When the going gets tough, I don’t feel much like writing this blog. That’s apparent when I see the gaps, the breaks in the rhythm of hitting the ‘publish’ button that I aspire to. But if the first two years after Mark died were all to do with getting through the searing pain of grief, this year has involved struggles of a different kind. Healing and mending, recovering from the ravages of grief has been a big part of this time, but something else has been going on that I’m just beginning to grasp.
It’s to do with the importance of the struggle itself. Over these past years I’ve developed a new respect for my own capacity to get through situations, and it seems to have settled in me the understanding that life does require struggle.
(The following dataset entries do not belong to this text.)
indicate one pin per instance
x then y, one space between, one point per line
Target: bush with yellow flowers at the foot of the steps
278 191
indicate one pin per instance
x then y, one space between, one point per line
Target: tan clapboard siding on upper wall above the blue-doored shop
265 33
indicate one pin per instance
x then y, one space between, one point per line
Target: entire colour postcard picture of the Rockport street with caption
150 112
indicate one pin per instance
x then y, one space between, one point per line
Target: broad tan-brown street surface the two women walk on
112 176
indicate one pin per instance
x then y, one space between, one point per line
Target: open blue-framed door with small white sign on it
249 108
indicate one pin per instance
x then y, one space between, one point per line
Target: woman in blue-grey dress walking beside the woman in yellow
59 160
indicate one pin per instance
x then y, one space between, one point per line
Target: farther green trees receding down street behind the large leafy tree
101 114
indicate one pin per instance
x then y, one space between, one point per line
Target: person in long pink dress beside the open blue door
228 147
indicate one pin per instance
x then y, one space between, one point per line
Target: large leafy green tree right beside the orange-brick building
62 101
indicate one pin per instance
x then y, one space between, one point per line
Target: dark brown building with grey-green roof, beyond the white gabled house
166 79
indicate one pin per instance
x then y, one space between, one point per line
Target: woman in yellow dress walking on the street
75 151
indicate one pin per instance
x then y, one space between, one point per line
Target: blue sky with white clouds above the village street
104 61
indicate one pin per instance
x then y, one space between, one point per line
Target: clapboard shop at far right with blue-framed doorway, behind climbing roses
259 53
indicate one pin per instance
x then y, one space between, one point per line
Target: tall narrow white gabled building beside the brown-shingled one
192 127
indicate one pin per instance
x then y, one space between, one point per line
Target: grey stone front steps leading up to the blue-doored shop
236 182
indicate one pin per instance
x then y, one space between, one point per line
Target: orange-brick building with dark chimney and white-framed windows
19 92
Something my dear friend Alice helped instil in me early on is that I’m not the first woman to suffer. I don’t want to generalise away all the different degrees and complexities of difficulty that women have to face, but I am grateful to her for helping me appreciate that it’s in the course of the struggle itself, the actions we choose, the work we do to confront the situation and the feelings we hit up against, that we are changed.
In realising just how important my choices and actions are, I’ve had to face up to a lot of dark of despair and hopelessness in me. I’m not entirely sure where it’s from, but it seems to have its roots in the voice of my Grandfather, in the days of his Brylcreem and wet shaves, of hard working lives.
I don’t remember being hope was futile and a sure route to disappointment, but somehow there was exposure to enough cold blasts of reality to instil in me that being strong was getting through, that any dreaminess about things getting better was suspect. Maybe I owe some of my capacity to stare (almost) unflinchingly at pain to the way that hard looks at reality were encouraged, but when it comes to hope that things could improve, there wasn’t much tucked away to draw upon.
There was undoubtedly an underlying hope in life that kept me moving following the devastating loss of Mark. But the struggle to remake a life takes me again and again to the place where I can feel weighed down by hopelessness that there is anything more than survival and getting through the days.
But it’s impossible to ignore that part of me that dreams of more, or the strengthening conviction in my gut that my actions are more than futile gestures against the onslaught of misery. Outwardly, not much has changed in my life – the past year, as I’ve said, has been the most solitary of my life. I have little evidence that there’s anything good up ahead, but what I learnt over recent months is that it’s up to me to wrest what good I can out of the days. Before I think I was easily discouraged if things I tried didn’t work out, but now, although there are still a lot of things in life I find difficult, I feel a new sense of energy firing up in me, and a determination that something new can take shape.